YEDİGÖLLER(BOLU) KAMPLI BİSİKLET TURU –1. ve 2. GÜN - Ayetullah Kılınç

YEDİGÖLLER(BOLU) KAMPLI BİSİKLET TURU –1. ve 2. GÜN


1. Gün (Tuzla-Pendik-Gebze-Düzce)

Sabah 07.15 gibi bisikleti 4-5 km uzaklıktaki Pendik tren istasyonuna doğru sürmeye başladım. Trenin hareket saatinin gelmesine yakın yolcu alımı başladı. Sıra bana geldiğine görevli önce bana sonra bisikletime sonra yine bana baktı. Bu bakış pek hayırlı bir bakış değildi. “Bisiklet yasak.”

Yolculuğa çıkmadan önce trende bisiklet taşınması ile ilgili TCDD’nin sitesine girmiştim. TCDD BİSİKLET TAŞIMA KURALLARI Furgon vagonu olan trenlerde bisiklet taşımasının serbest olduğu yazıyordu. Fakat hangi trenlerin furgon vagonlu olduğu ile ilgili bir bilgi yoktu. O gün içinde hareket eden bir tren illaki furgon vagonludur diye düşünerek bileti almıştım. Görevli de bisikleti almayacağını söyledikten sonra sadece furgon vagonu olan trenlerde bisikleti taşıyabileceğimi söyledi. Sonra şunu ekledi: Adapazarı trenlerinde furgon vagonu olan tren yok. Görevliye ne kadar dil döksem de çabalarım sonuç vermedi.

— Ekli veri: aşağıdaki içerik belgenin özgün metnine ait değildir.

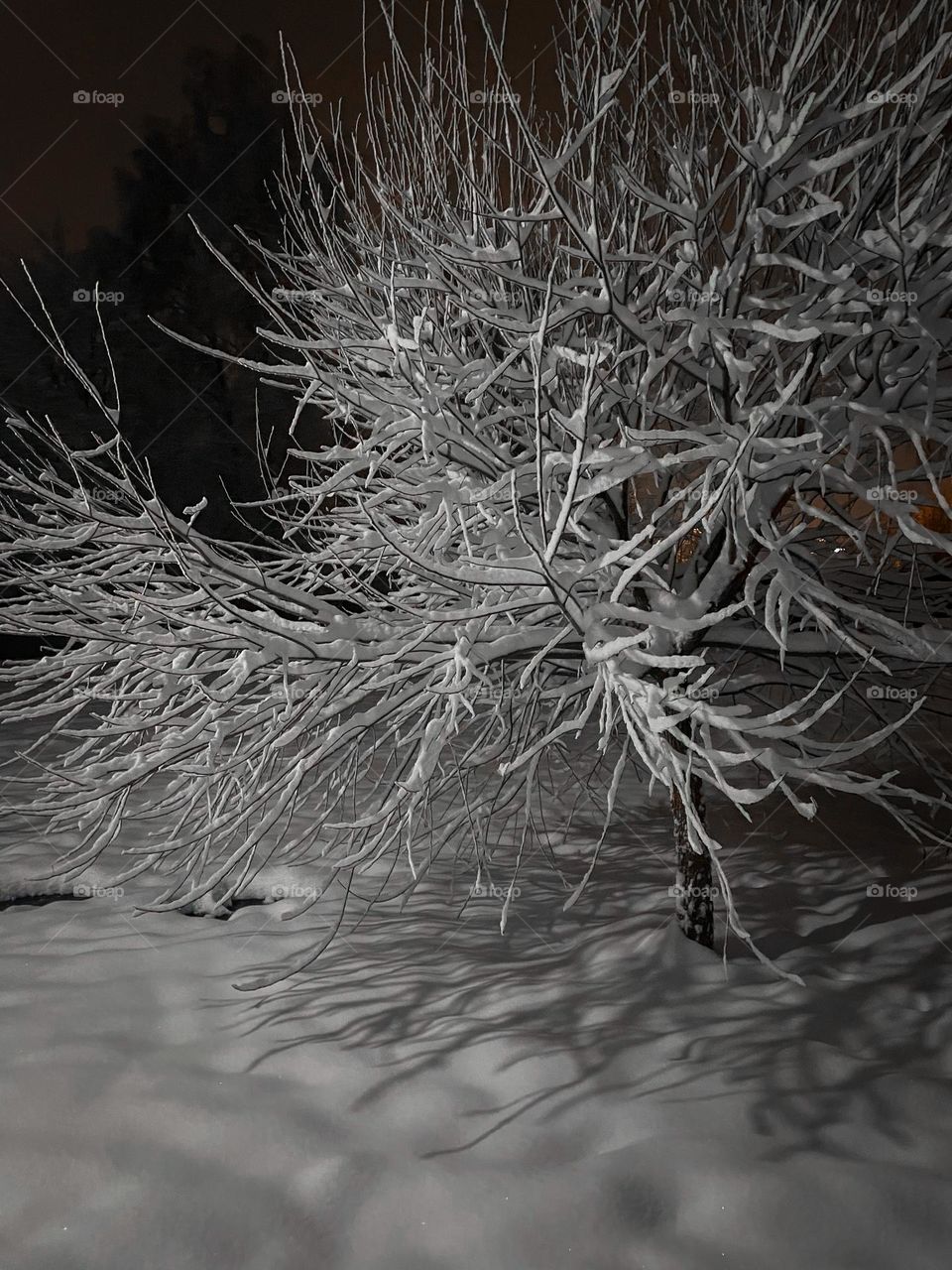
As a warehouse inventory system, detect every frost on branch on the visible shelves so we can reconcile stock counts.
[3,0,952,981]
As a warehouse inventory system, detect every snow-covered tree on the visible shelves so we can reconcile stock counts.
[0,0,952,981]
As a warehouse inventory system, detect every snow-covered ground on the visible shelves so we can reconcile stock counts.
[0,721,952,1270]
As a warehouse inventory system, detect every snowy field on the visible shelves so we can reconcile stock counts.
[0,715,952,1270]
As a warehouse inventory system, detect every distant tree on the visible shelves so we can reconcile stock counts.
[0,0,952,981]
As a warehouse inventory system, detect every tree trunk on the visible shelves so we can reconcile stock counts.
[671,776,715,949]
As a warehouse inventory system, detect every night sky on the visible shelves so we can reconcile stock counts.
[0,0,571,264]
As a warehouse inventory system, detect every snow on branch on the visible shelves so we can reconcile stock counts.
[0,0,952,981]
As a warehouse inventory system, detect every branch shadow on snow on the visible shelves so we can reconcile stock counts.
[215,782,952,1162]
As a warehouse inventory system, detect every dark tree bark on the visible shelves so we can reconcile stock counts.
[671,776,715,949]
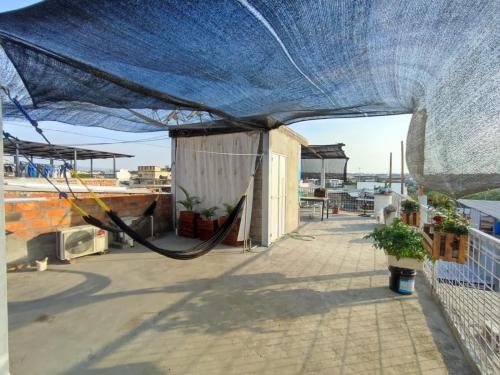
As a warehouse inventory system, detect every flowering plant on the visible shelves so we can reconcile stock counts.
[432,215,443,225]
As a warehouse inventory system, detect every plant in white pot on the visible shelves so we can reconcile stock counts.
[365,219,429,270]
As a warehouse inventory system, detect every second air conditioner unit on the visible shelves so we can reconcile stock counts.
[56,225,108,260]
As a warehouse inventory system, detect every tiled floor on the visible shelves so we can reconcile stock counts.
[8,215,471,375]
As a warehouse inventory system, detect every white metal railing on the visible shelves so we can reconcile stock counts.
[420,205,500,374]
[391,191,407,217]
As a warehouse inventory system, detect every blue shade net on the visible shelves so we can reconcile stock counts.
[0,0,500,195]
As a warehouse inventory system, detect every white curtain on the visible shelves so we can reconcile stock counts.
[175,132,260,240]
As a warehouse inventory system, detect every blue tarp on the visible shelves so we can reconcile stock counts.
[0,0,500,193]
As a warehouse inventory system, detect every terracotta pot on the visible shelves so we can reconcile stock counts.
[178,211,200,238]
[401,210,420,227]
[196,218,218,241]
[423,224,469,264]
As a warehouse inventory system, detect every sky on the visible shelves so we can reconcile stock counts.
[0,0,411,173]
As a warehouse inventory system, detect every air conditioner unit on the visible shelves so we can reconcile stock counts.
[56,225,108,260]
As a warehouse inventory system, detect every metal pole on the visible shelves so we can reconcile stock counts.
[321,159,326,188]
[14,143,21,177]
[389,152,392,187]
[0,96,9,374]
[170,138,177,230]
[344,158,349,184]
[401,141,405,195]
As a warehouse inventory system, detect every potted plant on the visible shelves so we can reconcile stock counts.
[401,199,420,227]
[196,206,218,241]
[219,203,243,246]
[364,219,428,294]
[177,186,201,238]
[384,204,397,225]
[332,201,340,215]
[423,212,469,264]
[314,188,326,198]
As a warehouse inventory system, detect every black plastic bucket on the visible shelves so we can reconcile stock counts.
[389,266,417,294]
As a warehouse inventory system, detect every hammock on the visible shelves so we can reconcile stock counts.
[106,194,246,260]
[2,90,254,260]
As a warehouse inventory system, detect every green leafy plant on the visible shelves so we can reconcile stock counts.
[177,186,201,211]
[432,213,469,235]
[224,203,234,215]
[427,191,457,212]
[401,199,420,212]
[364,219,429,260]
[200,206,218,221]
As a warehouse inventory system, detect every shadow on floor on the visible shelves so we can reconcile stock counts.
[9,270,387,330]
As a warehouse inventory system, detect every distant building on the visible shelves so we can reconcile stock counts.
[116,168,131,182]
[458,199,500,237]
[137,165,172,185]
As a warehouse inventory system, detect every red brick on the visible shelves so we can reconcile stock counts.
[23,210,43,220]
[50,216,72,227]
[5,221,26,232]
[16,202,38,211]
[30,219,50,229]
[47,209,66,217]
[15,230,38,240]
[40,199,64,208]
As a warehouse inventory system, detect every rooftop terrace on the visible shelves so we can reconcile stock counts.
[8,214,471,374]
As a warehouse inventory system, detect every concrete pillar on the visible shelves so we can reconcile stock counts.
[0,97,9,375]
[261,132,271,246]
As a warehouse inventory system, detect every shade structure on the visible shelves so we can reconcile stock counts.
[3,138,134,160]
[300,143,349,182]
[0,0,500,194]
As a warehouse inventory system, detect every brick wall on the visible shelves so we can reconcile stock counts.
[5,193,172,263]
[5,177,118,186]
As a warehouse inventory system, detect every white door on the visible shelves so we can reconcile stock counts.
[269,153,286,242]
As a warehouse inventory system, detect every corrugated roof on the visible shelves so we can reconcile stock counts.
[302,143,349,159]
[3,138,134,160]
[458,199,500,220]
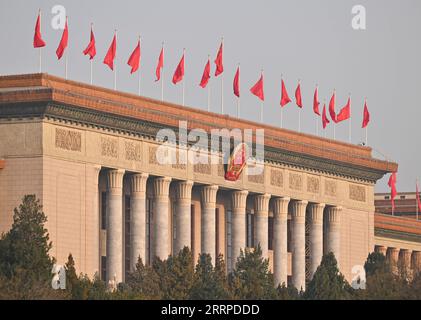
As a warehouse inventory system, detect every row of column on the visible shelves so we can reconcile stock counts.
[375,245,421,272]
[107,170,341,290]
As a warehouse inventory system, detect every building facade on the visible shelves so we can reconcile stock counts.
[0,74,421,289]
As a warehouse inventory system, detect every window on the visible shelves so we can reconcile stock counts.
[246,212,254,248]
[124,195,131,277]
[215,208,219,261]
[101,256,107,281]
[144,198,152,264]
[268,217,273,250]
[226,210,233,272]
[101,192,107,230]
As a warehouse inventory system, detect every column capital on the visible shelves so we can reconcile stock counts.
[231,190,249,212]
[200,184,219,205]
[374,245,387,256]
[153,177,171,198]
[272,197,291,219]
[176,180,194,200]
[130,173,149,194]
[308,203,326,224]
[254,193,270,216]
[327,206,342,224]
[107,169,125,193]
[291,200,308,218]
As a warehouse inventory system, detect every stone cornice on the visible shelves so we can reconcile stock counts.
[0,74,397,183]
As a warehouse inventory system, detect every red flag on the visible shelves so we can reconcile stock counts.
[56,17,69,60]
[295,81,303,108]
[127,39,140,74]
[416,183,421,212]
[361,101,370,128]
[387,172,397,210]
[34,11,45,48]
[83,26,96,60]
[199,58,210,88]
[313,87,320,116]
[233,66,240,97]
[215,42,224,77]
[104,33,117,70]
[281,79,291,107]
[250,73,265,101]
[155,45,164,81]
[336,97,351,122]
[172,53,184,84]
[322,103,330,129]
[329,91,337,123]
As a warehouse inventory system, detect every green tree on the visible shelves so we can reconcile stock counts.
[304,252,352,300]
[126,257,162,300]
[230,246,277,299]
[190,254,229,300]
[0,195,65,299]
[361,253,407,300]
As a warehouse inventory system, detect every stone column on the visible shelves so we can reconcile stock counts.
[152,177,171,260]
[254,193,270,259]
[106,170,124,284]
[272,197,290,287]
[130,173,149,271]
[412,251,421,274]
[387,247,399,272]
[400,249,412,273]
[292,200,308,291]
[374,246,387,257]
[309,203,325,279]
[326,206,342,268]
[174,180,193,254]
[200,185,218,264]
[231,190,248,269]
[92,165,101,280]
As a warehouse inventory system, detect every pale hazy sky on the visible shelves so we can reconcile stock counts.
[0,0,421,192]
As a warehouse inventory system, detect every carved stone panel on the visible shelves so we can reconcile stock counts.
[325,180,338,197]
[307,177,320,193]
[289,173,303,190]
[270,169,284,188]
[101,137,118,158]
[193,163,211,174]
[149,146,159,164]
[349,184,366,202]
[124,141,142,161]
[247,173,265,184]
[55,128,82,151]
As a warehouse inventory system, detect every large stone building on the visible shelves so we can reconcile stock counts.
[0,74,421,288]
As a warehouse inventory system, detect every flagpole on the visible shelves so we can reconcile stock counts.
[161,42,165,101]
[348,94,352,143]
[114,29,117,90]
[182,48,186,106]
[137,35,142,96]
[237,64,240,118]
[221,37,224,114]
[90,59,93,85]
[415,178,419,220]
[38,9,42,73]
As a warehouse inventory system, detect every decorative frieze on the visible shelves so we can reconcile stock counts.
[349,184,366,202]
[55,128,82,152]
[193,163,211,174]
[270,169,284,188]
[101,137,118,158]
[325,180,337,197]
[149,146,159,164]
[124,141,141,161]
[289,173,303,190]
[307,177,320,193]
[247,172,265,184]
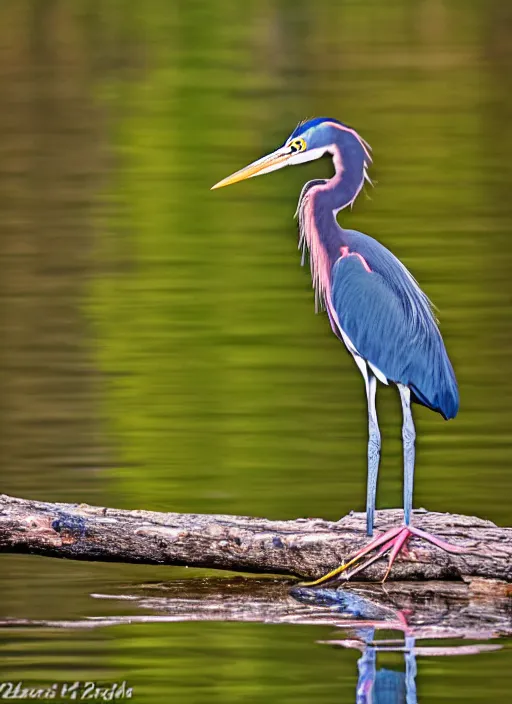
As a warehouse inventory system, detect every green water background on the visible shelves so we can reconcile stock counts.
[0,0,512,704]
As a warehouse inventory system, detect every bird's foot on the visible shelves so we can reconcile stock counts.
[303,525,473,587]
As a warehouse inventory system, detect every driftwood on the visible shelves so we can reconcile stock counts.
[0,495,512,582]
[0,577,512,644]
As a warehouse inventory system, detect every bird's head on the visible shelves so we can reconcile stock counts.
[212,117,371,190]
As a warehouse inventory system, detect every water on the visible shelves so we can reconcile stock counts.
[0,0,512,704]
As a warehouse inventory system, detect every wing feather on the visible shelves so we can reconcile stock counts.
[331,254,459,418]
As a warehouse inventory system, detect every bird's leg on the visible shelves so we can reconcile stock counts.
[398,384,416,526]
[365,373,380,536]
[300,382,474,586]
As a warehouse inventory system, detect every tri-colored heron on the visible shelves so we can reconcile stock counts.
[213,117,467,584]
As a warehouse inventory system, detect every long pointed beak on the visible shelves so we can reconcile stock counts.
[211,147,292,191]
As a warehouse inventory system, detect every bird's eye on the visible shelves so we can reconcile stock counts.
[288,137,306,154]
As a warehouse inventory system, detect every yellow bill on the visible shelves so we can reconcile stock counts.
[211,147,292,191]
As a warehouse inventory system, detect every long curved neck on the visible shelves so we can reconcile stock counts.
[317,130,370,213]
[297,125,371,306]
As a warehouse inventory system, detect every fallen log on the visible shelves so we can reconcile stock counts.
[0,577,512,640]
[0,495,512,582]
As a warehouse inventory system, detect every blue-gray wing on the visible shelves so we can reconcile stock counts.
[331,250,459,418]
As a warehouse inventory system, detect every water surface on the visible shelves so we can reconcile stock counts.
[0,0,512,704]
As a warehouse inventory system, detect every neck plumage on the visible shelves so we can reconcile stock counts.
[297,129,371,310]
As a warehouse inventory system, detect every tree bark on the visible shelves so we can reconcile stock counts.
[0,495,512,582]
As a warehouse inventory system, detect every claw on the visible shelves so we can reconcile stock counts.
[302,526,474,587]
[301,526,402,587]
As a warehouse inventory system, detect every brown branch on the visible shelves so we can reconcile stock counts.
[0,495,512,582]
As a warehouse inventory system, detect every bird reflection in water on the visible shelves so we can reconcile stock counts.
[292,587,501,704]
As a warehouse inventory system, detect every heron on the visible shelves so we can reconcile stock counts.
[212,117,469,585]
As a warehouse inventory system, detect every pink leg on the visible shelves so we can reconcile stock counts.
[306,525,474,586]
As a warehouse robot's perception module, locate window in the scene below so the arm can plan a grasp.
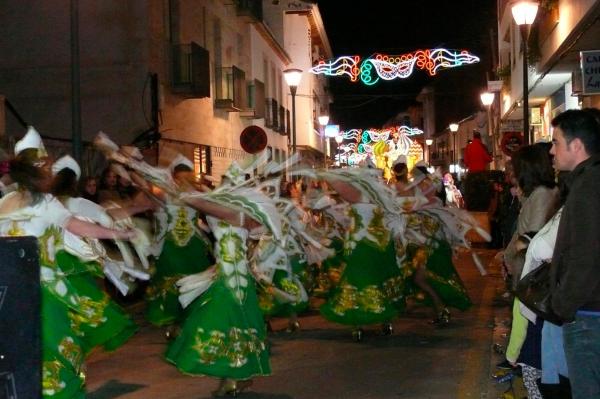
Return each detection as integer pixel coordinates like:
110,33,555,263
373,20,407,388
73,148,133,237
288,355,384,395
194,145,211,176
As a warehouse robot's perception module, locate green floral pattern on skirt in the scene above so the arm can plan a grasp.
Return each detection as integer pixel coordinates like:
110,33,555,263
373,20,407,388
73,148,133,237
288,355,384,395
320,240,404,326
405,241,473,310
146,235,213,326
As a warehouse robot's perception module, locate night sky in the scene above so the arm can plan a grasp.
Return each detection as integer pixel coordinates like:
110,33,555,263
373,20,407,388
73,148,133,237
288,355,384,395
317,0,496,129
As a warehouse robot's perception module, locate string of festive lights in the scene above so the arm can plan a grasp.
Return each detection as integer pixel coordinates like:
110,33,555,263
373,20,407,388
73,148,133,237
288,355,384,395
310,48,479,86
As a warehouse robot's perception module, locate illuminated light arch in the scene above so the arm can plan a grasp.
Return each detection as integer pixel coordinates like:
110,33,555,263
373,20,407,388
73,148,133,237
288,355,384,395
310,48,480,86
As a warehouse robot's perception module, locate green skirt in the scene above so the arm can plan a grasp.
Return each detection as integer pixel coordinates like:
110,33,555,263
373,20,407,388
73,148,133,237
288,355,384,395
41,283,85,399
407,241,473,311
313,237,345,298
320,240,404,326
146,236,214,326
56,251,138,354
166,277,271,380
258,256,312,317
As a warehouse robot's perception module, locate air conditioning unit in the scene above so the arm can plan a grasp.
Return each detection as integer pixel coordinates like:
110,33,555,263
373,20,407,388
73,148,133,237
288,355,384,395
571,68,583,97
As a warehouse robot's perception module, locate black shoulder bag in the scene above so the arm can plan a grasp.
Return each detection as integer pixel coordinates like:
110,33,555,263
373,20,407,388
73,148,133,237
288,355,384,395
516,262,563,326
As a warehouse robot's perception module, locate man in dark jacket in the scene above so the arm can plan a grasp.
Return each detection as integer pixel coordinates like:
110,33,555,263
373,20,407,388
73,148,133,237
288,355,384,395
465,132,492,172
550,110,600,399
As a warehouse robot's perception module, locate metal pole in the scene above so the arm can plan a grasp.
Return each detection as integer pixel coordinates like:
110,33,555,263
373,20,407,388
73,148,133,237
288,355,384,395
290,86,297,154
452,130,458,171
519,25,531,145
71,0,81,164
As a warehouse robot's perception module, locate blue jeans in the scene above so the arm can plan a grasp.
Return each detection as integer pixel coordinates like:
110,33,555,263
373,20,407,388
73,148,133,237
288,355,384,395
563,313,600,399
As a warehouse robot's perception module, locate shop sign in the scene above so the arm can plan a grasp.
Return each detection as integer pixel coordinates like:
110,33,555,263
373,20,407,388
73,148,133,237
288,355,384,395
500,119,523,132
580,50,600,94
500,132,523,157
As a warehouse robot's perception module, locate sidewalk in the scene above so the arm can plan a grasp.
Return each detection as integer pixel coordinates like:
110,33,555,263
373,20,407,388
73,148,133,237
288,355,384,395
488,247,527,399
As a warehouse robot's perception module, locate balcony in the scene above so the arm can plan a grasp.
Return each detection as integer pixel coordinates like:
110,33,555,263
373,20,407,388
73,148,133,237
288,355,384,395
171,42,210,98
275,105,286,136
215,66,247,112
235,0,262,22
240,79,265,119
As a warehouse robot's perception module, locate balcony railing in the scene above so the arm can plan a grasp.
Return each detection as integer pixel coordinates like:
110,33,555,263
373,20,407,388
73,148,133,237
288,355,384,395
235,0,262,22
171,42,210,98
215,66,247,112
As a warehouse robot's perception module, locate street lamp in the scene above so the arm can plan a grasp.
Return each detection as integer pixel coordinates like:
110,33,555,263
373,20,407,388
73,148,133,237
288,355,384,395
317,115,329,126
425,139,433,164
512,0,538,145
480,91,496,167
283,68,302,154
317,115,329,168
449,123,458,170
335,134,344,167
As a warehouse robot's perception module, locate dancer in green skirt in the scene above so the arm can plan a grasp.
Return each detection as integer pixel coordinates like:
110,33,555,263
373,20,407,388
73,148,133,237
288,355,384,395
95,143,282,396
146,155,214,326
0,127,133,399
52,155,143,354
321,172,404,341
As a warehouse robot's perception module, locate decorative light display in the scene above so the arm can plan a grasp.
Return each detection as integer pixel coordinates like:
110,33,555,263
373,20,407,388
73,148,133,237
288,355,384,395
310,48,479,86
340,125,423,169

Can sıkıcı bir durumla karşılaşmıştım. Bileti iptal ettirip internetten otobüs biletlerine baktım. 14.30’da Gebze’den kalkan bir otobüs varmış. Önce müşteri hizmetlerini aradım. Bisiklet taşınmasında bir sorun olmayacağını söylediler. Sonra biletimi aldım. Ama bu sefer bileti Sakarya’ya değil Düzce’ye aldım. Planlamayı yaparken ilk gün akşam Düzce’de olmayı planlıyordum. Instagramda turla ilgili gönderi paylaştığımda ise Düzce’den arkadaşım Alperen buraya gelince görüşelim demişti. Otobüs saati de geç olunca böyle bir karar aldım.

Marmaray ile Gebze’ye geçip oradan Gebze Otogara gittim. Bisikleti sorunsuz bir şekilde yükledikten sonra otobüse bindim. Alperen’le iletişime geçtim. Otobüs Düzce’ye vardıktan sonra onun evine gittim. Geceyi burada geçirdim.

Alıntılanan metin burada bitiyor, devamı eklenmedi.